Il faisait des photos des draps après l'amour, pendant qu'elles
occupaient la salle de bains. Il ne souhaitait pas en sortant son
appareil photo après une nuit d'amour qu'elles découvrent qu'au
lieu de les prendre elles, il photographiait l'état du lit. Ces nuits
d'amour donnaient des lits défaits, différents de ceux des nuits de
sommeil. Les draps étaient entortillés comme s'ils avaient servi à
une évasion.
Voilà le récit d'un homme et des lits de son existence couchés
sur le papier. Il fait du lit le coeur obscur et ardent de ses
paroles, de ses sensations et intentions de vivant d'aujourd'hui.
Ses mots se glissent dans les plis froissés de l'intime pour livrer
une petite musique de chambre aux résonances universelles.

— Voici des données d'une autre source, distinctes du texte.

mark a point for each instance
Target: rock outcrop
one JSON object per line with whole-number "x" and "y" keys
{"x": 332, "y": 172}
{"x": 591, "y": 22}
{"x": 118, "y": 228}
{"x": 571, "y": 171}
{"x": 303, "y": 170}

Le lit, on y dort, on y fait l'amour, on y est malade, on y meurt
et on y naissait il n'y a pas si longtemps encore. Le lit héberge
et protège la part sombre et inconsciente de toute vie. Du sommeil
aux rêves, la notion de durée s'y perd : on ne sait jamais
combien de temps on a dormi, une minute ou un siècle... Ainsi
naît, devant nous lecteurs, impudique et secret, un personnage
singulier et tout un chacun, pris dans la litanie de combats
prévisibles et dans un monde en ébullition de valeurs, de questions,
de choix à venir.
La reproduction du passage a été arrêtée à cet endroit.